# Help! My 1 year old keeps gagging herself.



## sfreed4575 (Jun 3, 2007)

My 1 year old recently started shoving her hand down her throat and gagging herself... today she went so far as to cause herself to vomit. She seems to do it more when she is upset/stressed (ie. we have been in the car too long, while waiting for me to pick her up or pay attention to her, when cooking or cleaning)....
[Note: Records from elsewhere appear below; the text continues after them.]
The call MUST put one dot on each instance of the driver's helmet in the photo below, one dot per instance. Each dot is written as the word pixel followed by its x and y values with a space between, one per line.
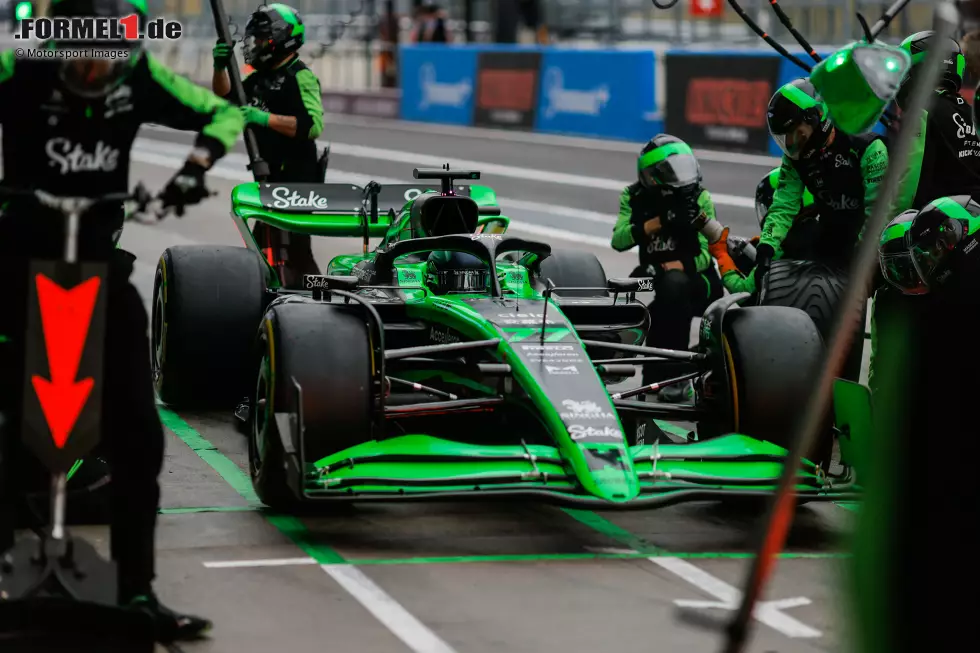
pixel 667 165
pixel 272 33
pixel 766 191
pixel 894 258
pixel 96 77
pixel 954 63
pixel 798 119
pixel 457 272
pixel 942 232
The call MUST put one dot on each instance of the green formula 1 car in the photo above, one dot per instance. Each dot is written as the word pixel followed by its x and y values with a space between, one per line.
pixel 455 360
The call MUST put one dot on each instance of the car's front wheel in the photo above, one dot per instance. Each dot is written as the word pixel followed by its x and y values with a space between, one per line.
pixel 314 360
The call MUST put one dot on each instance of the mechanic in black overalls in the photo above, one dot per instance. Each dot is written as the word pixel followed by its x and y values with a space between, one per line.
pixel 656 214
pixel 842 172
pixel 69 124
pixel 286 105
pixel 945 159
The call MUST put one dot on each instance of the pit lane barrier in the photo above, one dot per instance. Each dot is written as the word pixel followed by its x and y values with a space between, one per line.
pixel 712 98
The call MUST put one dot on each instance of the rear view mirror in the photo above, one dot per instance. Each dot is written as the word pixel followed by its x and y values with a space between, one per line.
pixel 630 284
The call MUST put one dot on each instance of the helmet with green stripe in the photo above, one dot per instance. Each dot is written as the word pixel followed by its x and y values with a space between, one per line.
pixel 94 77
pixel 667 162
pixel 954 63
pixel 940 235
pixel 273 32
pixel 765 192
pixel 798 119
pixel 894 258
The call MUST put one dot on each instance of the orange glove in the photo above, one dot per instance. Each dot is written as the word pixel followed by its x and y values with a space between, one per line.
pixel 719 250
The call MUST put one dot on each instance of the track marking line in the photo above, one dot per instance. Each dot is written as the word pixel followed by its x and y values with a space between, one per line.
pixel 535 138
pixel 234 174
pixel 271 562
pixel 768 613
pixel 387 610
pixel 411 158
pixel 361 588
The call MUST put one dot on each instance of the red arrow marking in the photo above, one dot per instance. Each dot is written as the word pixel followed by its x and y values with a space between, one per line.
pixel 66 316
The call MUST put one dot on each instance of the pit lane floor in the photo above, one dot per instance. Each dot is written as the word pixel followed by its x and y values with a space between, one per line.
pixel 474 577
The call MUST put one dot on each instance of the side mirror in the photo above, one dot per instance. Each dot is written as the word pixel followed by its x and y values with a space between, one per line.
pixel 630 284
pixel 330 282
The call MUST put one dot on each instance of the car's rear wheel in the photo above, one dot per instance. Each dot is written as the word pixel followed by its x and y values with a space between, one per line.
pixel 207 301
pixel 815 288
pixel 772 355
pixel 327 351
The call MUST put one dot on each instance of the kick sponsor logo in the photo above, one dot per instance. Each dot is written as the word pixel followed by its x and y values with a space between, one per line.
pixel 577 410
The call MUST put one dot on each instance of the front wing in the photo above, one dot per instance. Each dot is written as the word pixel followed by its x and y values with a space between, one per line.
pixel 420 467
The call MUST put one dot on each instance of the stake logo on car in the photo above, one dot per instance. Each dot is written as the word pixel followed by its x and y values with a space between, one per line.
pixel 284 197
pixel 584 410
pixel 581 432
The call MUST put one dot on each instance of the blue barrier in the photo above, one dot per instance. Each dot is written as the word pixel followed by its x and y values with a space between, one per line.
pixel 438 83
pixel 608 94
pixel 600 93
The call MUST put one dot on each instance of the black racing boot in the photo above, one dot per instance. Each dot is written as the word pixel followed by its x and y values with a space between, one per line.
pixel 170 626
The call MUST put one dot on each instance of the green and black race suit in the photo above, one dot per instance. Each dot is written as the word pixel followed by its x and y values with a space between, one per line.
pixel 844 177
pixel 946 146
pixel 676 240
pixel 290 90
pixel 69 146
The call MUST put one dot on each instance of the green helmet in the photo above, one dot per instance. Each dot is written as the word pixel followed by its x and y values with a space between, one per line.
pixel 894 258
pixel 272 33
pixel 794 107
pixel 765 192
pixel 940 236
pixel 954 63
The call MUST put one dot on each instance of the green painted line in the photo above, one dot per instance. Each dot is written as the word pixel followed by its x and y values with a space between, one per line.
pixel 289 526
pixel 612 531
pixel 557 557
pixel 229 471
pixel 189 511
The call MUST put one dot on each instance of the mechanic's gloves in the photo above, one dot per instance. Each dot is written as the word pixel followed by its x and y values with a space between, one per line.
pixel 185 188
pixel 763 259
pixel 719 251
pixel 221 53
pixel 255 116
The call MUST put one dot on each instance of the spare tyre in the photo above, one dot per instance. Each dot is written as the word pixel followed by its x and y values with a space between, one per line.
pixel 815 288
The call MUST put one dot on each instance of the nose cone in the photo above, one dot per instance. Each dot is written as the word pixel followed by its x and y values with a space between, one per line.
pixel 611 474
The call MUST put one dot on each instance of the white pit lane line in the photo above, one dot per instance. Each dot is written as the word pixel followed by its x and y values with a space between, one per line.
pixel 414 159
pixel 172 156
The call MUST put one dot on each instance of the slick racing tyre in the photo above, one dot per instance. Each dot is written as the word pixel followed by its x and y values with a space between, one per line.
pixel 327 351
pixel 815 288
pixel 207 302
pixel 569 268
pixel 771 354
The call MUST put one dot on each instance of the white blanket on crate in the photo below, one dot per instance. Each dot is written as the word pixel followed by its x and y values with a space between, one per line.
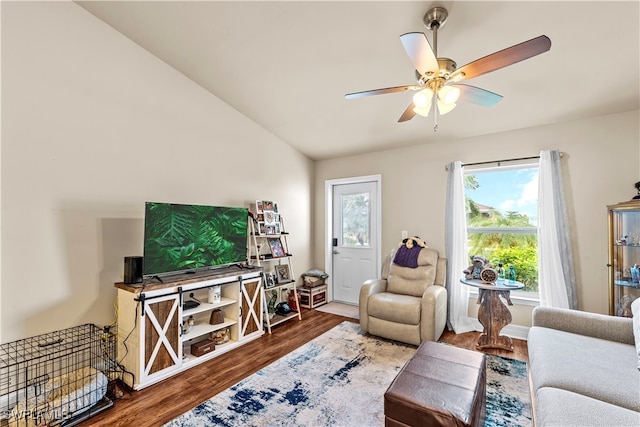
pixel 60 398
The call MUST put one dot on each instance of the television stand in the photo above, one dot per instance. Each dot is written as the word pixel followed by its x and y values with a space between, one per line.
pixel 159 338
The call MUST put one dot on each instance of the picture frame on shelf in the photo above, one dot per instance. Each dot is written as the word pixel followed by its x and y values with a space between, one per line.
pixel 269 217
pixel 283 273
pixel 275 244
pixel 268 281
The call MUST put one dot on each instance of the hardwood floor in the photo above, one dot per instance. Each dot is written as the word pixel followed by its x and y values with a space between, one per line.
pixel 160 403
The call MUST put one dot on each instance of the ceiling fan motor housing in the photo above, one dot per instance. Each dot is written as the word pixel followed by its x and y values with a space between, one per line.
pixel 446 67
pixel 435 17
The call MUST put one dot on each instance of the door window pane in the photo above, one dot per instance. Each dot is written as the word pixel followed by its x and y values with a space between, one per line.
pixel 356 219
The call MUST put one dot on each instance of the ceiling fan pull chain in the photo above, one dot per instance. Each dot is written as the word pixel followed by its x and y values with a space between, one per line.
pixel 435 112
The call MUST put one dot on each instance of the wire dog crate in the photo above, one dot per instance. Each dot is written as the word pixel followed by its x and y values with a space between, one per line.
pixel 58 378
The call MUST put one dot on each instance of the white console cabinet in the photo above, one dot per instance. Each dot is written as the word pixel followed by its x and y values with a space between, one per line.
pixel 154 340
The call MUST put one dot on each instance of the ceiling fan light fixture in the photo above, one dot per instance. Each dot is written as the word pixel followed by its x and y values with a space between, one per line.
pixel 422 99
pixel 422 111
pixel 444 108
pixel 448 95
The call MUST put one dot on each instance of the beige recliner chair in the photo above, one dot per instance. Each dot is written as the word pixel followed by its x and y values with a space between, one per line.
pixel 406 304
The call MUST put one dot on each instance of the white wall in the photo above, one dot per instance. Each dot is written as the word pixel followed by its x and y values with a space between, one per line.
pixel 601 165
pixel 92 127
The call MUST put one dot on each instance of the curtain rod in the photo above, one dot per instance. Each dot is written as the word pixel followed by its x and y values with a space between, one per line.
pixel 446 167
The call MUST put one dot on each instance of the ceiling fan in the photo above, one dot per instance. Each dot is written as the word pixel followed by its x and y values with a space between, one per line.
pixel 438 79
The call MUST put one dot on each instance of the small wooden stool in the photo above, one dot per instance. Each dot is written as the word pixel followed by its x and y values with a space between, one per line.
pixel 440 385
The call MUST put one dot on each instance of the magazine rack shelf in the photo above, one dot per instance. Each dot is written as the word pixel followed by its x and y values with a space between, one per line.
pixel 268 248
pixel 156 333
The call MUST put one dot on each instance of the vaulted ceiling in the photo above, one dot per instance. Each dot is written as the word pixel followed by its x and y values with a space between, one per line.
pixel 287 65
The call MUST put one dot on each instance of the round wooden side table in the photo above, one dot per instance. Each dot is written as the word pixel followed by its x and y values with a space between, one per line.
pixel 494 313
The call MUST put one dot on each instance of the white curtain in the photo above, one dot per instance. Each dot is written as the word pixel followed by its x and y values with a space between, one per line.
pixel 456 248
pixel 556 278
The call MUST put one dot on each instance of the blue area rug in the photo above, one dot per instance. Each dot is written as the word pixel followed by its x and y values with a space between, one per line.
pixel 339 379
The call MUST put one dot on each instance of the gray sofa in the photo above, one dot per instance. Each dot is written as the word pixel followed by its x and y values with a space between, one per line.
pixel 583 369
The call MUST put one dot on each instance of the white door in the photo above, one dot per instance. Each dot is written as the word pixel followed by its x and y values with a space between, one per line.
pixel 354 241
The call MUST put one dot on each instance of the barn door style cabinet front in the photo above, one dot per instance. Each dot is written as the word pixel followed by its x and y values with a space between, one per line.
pixel 624 256
pixel 160 335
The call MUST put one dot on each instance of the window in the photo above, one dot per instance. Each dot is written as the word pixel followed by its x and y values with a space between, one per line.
pixel 356 219
pixel 502 219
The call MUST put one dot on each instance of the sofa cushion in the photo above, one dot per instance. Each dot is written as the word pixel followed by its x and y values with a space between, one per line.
pixel 556 407
pixel 395 308
pixel 597 368
pixel 414 281
pixel 635 311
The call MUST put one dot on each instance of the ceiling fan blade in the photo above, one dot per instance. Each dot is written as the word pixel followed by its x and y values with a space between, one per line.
pixel 408 114
pixel 381 91
pixel 478 96
pixel 503 58
pixel 420 52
Has anyone else ever dealt with this before? I'm not sure what to do...
Should I try to get her to stop or just let her do it?


----------



## Mama2Bean (Mar 20, 2007)

My DD, 32mos, did this when she was around 1 or so, though not bad enough to cause herself to vomit. It didn't seem to have a pattern or anything to it, but I remember seeing her do it sometimes when she would cry. She just seemed to be experimenting. It's weird to see, right? But there was no way to stop her, and though she will occasionally do it now, it's mostly stopped.

HTH. At least you know there's one other kid that has done it.


----------



## sfreed4575 (Jun 3, 2007)

Thanks so much for your reply! It's good to know she's not the only one. I was totally thinking... is my kid bulemic or something?? This is my first but I've babysat for at least 50 kids and never seen this before.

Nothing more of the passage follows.